Magnification, Photography and Discovery
His interest in photography started in Japan while he spent two years in the USAF at a military hospital outside of Tokyo. There he also worked on his dental commanders and was chosen to rotated through four six-month residencies in oral surgery, periodontal surgery, endodontics and children’s dentistry.
Traveling and photography became a life long hobby that would cross into dentistry first for records documentation, and then in the communication and education of the patients and finally into both research and teaching.
He realized early that the magnification in photography allowed communication and understanding that the naked eye just could not achieve. This magnification allowed higher and higher standards to be both set and consistently met.
Magnification viewing levels used in our office:
Loops in General 2.5 X to 6 X
Our Surgical Microscope 2.5 X to 25 X
Our Loops 4.5 X
Viewfinder of Camera 6.2 X
Camera Display 2.4 X
Camera Display 14 X
At Maximum Expansion
On Computer Screen 16.5 X
I-Mac 27-in 5K Screen
I-Mac 27-in 5K Screen 168 X
At Maximum Expansion
In Lecture room on 30 foot Screen
Projected for Teaching 2,520 X
At 30 foot distance seated 168 X
At 90 foot distance seated 56 X
Early on, he started photographing some and then later almost all procedures which gave him a photographic archive of the disassembly and treatments of over 75-thousand teeth over the last 40 years.
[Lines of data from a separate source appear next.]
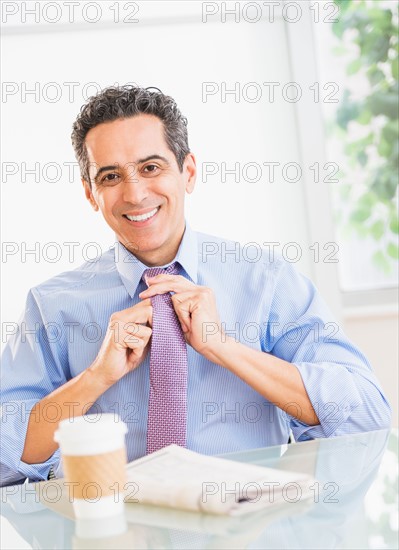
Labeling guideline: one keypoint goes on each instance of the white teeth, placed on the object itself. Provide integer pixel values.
(143, 216)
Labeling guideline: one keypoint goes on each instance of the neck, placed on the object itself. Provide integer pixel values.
(162, 256)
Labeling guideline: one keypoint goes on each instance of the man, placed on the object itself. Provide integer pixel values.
(239, 390)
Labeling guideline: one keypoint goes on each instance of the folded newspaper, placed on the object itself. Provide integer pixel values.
(179, 478)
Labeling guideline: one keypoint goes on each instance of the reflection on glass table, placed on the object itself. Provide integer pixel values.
(354, 505)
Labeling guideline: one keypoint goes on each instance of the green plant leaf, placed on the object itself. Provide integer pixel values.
(353, 66)
(359, 216)
(395, 68)
(384, 103)
(377, 230)
(394, 225)
(364, 116)
(393, 250)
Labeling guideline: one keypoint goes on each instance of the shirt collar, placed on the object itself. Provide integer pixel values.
(131, 269)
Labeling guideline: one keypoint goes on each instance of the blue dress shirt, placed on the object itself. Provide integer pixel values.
(263, 302)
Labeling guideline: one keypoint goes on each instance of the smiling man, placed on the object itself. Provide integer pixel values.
(235, 390)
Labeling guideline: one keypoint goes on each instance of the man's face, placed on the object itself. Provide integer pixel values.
(137, 185)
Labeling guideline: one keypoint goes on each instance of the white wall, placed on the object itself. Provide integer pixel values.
(176, 52)
(176, 58)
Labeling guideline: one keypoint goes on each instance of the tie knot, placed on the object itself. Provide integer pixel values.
(172, 269)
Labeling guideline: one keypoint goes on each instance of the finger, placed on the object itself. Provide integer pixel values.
(162, 287)
(183, 305)
(141, 331)
(139, 313)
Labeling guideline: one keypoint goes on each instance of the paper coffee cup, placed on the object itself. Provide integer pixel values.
(94, 461)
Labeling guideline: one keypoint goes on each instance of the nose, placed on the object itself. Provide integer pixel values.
(135, 188)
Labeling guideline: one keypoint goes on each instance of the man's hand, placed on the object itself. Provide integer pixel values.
(195, 307)
(125, 344)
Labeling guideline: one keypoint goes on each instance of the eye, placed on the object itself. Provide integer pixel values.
(110, 178)
(150, 169)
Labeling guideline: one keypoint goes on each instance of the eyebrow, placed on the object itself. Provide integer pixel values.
(139, 161)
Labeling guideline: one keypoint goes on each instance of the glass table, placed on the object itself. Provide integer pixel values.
(354, 504)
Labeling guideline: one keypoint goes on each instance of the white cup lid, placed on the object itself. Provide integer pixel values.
(90, 427)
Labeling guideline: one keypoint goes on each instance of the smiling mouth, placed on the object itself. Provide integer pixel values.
(142, 217)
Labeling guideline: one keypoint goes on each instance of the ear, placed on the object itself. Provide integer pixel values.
(89, 195)
(190, 172)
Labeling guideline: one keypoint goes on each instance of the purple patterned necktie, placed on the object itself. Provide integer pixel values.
(167, 407)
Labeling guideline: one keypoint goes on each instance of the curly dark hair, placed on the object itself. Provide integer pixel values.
(120, 102)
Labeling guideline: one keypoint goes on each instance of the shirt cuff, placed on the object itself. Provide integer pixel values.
(14, 424)
(333, 394)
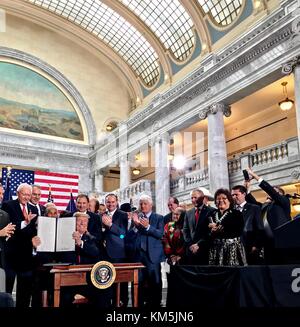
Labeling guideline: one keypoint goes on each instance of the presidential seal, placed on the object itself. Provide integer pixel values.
(103, 274)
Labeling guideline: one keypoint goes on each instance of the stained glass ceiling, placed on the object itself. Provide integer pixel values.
(168, 20)
(223, 11)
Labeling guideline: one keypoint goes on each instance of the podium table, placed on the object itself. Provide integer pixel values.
(75, 275)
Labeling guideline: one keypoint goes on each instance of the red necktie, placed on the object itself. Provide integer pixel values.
(196, 215)
(24, 211)
(77, 254)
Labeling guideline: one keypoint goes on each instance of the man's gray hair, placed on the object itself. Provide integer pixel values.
(49, 208)
(22, 186)
(37, 186)
(81, 214)
(146, 198)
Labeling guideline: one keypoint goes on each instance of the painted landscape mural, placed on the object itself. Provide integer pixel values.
(30, 102)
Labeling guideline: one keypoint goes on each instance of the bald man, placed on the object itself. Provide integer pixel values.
(18, 248)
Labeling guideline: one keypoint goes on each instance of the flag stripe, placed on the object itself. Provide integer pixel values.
(62, 184)
(57, 189)
(43, 181)
(49, 174)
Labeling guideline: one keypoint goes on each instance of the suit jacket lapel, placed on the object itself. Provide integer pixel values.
(19, 210)
(193, 220)
(152, 219)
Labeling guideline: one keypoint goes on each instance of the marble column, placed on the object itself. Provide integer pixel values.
(217, 154)
(293, 66)
(162, 176)
(125, 172)
(99, 180)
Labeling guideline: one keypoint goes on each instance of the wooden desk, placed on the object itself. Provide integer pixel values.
(76, 275)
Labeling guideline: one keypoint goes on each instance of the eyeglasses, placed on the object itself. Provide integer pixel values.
(224, 198)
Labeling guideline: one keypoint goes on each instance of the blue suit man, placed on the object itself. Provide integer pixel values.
(147, 236)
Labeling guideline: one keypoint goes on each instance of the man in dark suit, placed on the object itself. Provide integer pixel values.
(18, 248)
(35, 199)
(86, 252)
(173, 203)
(196, 231)
(94, 227)
(1, 194)
(275, 212)
(7, 229)
(114, 226)
(253, 234)
(148, 232)
(114, 223)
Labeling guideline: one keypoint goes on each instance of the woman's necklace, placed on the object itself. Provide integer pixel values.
(220, 219)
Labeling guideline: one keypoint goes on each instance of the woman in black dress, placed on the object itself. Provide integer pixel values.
(226, 227)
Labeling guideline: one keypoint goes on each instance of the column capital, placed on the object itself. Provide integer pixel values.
(162, 137)
(100, 171)
(123, 158)
(288, 67)
(214, 108)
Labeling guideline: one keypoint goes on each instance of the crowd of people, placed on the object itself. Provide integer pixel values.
(235, 231)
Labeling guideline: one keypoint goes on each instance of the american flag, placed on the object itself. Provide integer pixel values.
(61, 184)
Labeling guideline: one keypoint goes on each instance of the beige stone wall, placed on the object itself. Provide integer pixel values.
(100, 87)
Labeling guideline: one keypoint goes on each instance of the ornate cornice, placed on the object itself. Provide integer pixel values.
(67, 85)
(288, 68)
(214, 108)
(219, 66)
(219, 77)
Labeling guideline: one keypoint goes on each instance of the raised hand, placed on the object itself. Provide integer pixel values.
(29, 216)
(106, 220)
(36, 241)
(8, 230)
(76, 236)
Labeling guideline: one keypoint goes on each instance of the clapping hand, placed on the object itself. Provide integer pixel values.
(8, 230)
(29, 216)
(135, 219)
(76, 236)
(36, 241)
(106, 220)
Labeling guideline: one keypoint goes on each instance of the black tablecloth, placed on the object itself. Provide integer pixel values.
(224, 287)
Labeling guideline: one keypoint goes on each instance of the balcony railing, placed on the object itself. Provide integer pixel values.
(132, 193)
(267, 159)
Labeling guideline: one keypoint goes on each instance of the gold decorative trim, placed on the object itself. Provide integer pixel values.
(103, 274)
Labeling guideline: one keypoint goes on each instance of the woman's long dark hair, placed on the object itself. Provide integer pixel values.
(180, 221)
(227, 194)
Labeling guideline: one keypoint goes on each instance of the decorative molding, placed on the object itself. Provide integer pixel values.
(66, 84)
(189, 99)
(214, 108)
(288, 68)
(295, 174)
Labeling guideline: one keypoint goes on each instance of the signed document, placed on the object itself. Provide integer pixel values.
(56, 234)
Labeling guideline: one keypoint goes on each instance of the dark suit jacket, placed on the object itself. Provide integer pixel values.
(115, 236)
(253, 233)
(4, 220)
(199, 233)
(94, 225)
(278, 210)
(18, 248)
(89, 253)
(152, 238)
(167, 218)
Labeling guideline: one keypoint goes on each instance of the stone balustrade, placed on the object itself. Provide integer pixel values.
(270, 160)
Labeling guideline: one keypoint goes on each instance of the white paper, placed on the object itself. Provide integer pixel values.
(65, 228)
(46, 231)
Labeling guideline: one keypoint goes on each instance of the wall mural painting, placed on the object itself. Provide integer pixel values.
(30, 102)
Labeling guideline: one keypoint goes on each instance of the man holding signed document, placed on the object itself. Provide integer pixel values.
(18, 247)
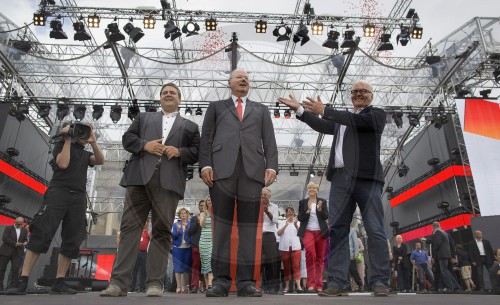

He started this because he was opening and treating teeth in an much earlier and more preventive stage that other practioners viewing the same tooth. They would wait for more obvious, larger and easier to see decay or cavities.
He took these serial photographic images on all of these teeth to show to the parents of these children why they needed to be done and as a protection against the criticisms of those in the profession who did not believe this treatment was necessary.
The magnified photographic evidence showed that virtually all of these teeth had penetrating defects with bacterial contamination and decay, they just weren’t visible on conventional x-ray or with the naked eye without opening them up first and looking or evaluating them under high magnification.
This same photographic educational journey lead to the discovery that contamination and decay could be found under almost all restorative dentistry at some level.
Leakage, decay and bacterial contamination under existing dental work as well as reservoirs and reseeding mechanisms in untreated teeth were like terrorist in the caves of Afghanistan, impossible to get rid of, with their negative effects on both the teeth and the rest of your body.
Other Observations, Advancements, Evolutions and Revolutions
Dis-assembles of leaking and contaminated dental work
Clean-outs of the bacterial contamination in teeth before final restoration
Re-treatments of contaminated endodontics
Premise: You can’t get a good seal if you try to duct tape to a dirt floor
90% fewer new root canals
50% fewer teeth extracted
90% fewer new crowns
Dental work that on average lasts multiples of the normal lifespan/service life
Far fewer catastrophic failures
More predictability/less failure
Far less discomfort, Better function, Ideal esthetics
Appropriate fees at a higher level for the right procedures, done well; represent far lower cost, time and fewer problems over any type of reasonable time scale.
Dr. Vigoren has been treating difficult and complex cases for 46 years based on expectations from a personal perspective. He has achieved the highest levels of esthetics, comfort and function in long-term outcomes.